Does it have a dashboard? Or colored graphs that tells us which manager sucks the most? No. But let’s face it; we already know which manager sucks the most, we don’t need a dashboard or colored graph to tell us it – we just need some “stones” to go tell that person they suck, and to stop sucking. By the way, not one vendor was selling any “stones” at the conference,  although some vendors were giving out alcohol — which tends to give you temporary “stones.”

The SHRM Expo is like the Ice Loves Coco reality TV show: you don’t want to watch, but it’s such a train wreck you can’t keep your eyes off it. I actually find myself giving myself an internal pep talk at SHRM  to get ready to walk into the Expo Hall, and I usually try to find someone to tag along with me.

It’s like going to buy a used car times a gillion! Everyone is trying to sell you something, whether you need it or not. To be more accurate, it is a cross between the day after Thanksgiving sales and buying a used car, because on top of all the sales people, you have the HR ladies fighting to get the trinkets from the vendors and register for iPads. A person not in the right frame of mind, could get seriously hurt.

I did bring one thing back from the SHRM Expo Hall this year – a clear sense that what we need more of in HR is common sense, and not one vendor at SHRM Las Vegas was selling that.

This was originally published on Tim Sackett’s blog, The Tim Sackett Project.

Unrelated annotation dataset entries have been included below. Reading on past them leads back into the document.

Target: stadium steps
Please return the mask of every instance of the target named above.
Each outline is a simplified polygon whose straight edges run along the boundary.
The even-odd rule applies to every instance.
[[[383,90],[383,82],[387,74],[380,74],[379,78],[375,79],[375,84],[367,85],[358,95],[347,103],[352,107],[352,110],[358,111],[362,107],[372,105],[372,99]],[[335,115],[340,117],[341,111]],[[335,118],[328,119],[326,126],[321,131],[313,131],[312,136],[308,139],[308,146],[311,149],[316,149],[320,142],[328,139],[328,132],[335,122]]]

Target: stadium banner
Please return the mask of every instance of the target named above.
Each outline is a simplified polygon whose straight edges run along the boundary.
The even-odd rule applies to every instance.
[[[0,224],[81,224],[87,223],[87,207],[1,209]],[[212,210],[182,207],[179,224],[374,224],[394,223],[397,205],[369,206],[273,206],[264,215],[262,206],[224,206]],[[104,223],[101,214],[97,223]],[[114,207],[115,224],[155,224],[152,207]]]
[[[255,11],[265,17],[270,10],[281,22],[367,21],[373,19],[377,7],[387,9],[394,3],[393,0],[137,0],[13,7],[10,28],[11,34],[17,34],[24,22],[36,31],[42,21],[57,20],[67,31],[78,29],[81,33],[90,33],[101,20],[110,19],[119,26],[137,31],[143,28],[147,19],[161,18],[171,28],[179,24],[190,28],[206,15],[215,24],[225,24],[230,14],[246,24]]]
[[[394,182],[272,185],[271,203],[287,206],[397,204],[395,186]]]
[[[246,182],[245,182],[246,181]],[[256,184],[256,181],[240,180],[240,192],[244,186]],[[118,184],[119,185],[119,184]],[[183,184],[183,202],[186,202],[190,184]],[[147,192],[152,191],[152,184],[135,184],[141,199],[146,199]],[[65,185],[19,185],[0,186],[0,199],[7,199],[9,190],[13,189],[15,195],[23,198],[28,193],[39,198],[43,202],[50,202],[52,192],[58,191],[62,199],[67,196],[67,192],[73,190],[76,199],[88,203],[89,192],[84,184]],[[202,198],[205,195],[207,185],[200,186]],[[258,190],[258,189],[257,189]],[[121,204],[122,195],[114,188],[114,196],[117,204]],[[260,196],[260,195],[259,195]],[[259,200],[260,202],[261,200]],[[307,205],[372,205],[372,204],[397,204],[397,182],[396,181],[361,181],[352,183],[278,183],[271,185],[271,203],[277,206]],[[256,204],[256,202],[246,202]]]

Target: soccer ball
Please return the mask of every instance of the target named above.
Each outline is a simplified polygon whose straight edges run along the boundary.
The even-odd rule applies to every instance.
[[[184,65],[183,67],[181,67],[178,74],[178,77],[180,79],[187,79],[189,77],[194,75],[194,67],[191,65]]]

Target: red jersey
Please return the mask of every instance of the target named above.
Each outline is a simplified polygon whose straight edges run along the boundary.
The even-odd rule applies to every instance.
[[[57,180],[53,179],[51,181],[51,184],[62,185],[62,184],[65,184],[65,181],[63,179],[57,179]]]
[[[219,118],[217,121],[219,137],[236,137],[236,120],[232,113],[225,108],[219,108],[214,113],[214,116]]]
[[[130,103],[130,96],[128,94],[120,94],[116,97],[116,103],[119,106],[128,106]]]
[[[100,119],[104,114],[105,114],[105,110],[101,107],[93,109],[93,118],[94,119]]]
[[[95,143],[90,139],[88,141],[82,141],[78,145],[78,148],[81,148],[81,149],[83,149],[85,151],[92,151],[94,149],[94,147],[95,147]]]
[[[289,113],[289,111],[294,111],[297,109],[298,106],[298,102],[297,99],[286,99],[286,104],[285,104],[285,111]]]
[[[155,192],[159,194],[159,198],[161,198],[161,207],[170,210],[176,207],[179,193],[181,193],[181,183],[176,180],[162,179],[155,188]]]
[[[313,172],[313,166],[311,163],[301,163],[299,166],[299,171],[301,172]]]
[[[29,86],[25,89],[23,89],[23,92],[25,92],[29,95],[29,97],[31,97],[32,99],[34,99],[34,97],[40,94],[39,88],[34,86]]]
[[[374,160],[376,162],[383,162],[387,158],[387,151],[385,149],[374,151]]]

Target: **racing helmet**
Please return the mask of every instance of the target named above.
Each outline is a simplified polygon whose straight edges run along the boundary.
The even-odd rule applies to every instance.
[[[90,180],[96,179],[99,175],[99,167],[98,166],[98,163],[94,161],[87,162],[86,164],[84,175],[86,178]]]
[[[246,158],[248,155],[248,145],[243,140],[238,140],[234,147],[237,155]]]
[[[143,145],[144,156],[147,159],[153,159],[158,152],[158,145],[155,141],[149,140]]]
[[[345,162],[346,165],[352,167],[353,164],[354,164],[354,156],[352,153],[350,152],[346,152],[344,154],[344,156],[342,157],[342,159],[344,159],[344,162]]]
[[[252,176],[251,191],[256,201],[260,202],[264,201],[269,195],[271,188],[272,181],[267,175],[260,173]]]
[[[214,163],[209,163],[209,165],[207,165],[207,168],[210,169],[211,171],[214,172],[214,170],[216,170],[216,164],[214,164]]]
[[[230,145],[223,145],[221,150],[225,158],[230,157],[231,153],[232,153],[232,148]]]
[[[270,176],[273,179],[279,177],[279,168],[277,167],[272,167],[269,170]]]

Tim Sackett, MS, SPHR is executive vice president of HRU Technical Resources, a contingent staffing firm in Lansing, MI. Tim has 20 years of HR and talent background split evenly between corporate HR gigs among the Fortune 500 and the HR vendor community ? so he gets it from both sides of the desk. A frequent contributor to the talent blog Fistful of Talent, Tim also speaks at many HR conferences and events. Contact him here.


4 Comments on “The Last Word on SHRM Las Vegas: Why It’s the Biggest Yard Sale in HR

  1. Great post Tim.  For years we have spent a king’s ransom, exhibiting at SHRM.  And every year, I question why we do it.  Two year’s ago, I decided to experiment and significantly scale back our presence at the conference.  What I found is that there was no difference.  We had the same number of visitors (quite a bit of booth traffic actually) and the same impact.  I did the same thing this year with the same result.  I continue to justify the expense as branding, but I imagine there will come a time when we consider using our marketing dollars elsewhere.

  2. Great post. I love all the “should we really be doing things this way” posts I’ve read after SHRM. Not just about the conference itself, but other HR topics as well.

    Whether exhibiting at a big conference like this is worth it depends on the economics of your business model. If you’re selling something that costs $100, probably not. You’re likely not going to garner enough traffic and conversions after-the-fact to make it worth it. However, if your average sale is $50,000, then landing 10 leads and making one or two sales will likely pay for the conference once or twice over.
    On the yard sale, “do we need all this” topic, I think this question can be asked for all big conferences – and I’d answer it in the same way for all of them. There are a lot of vendors hawking a lot of stuff, but there are are 15,000 (mostly) interested consumers walking the exhibit floor. Each runs a difference department at a different company in a different part of the country in a different way – etc. There’s lots of room for many different types of products to fit with individual needs. I laughed at how big the pet insurance booth at SHRM was this year, but I also know a ton of people who have recently bought this for their pets, so there you go…

  3. Common sense would say you found what you were looking for!  I spent every hour the expo was open talking to vendors.  Like a yard sale, one man’s junk another man’s treasure.  I connected no fewer than a dozen people to “vendor solutions,” taking them to the booth that could solve their problems.  If you don’t have problems or your head is buried in the sand ignoring new solutions the SHRM expo is not for you!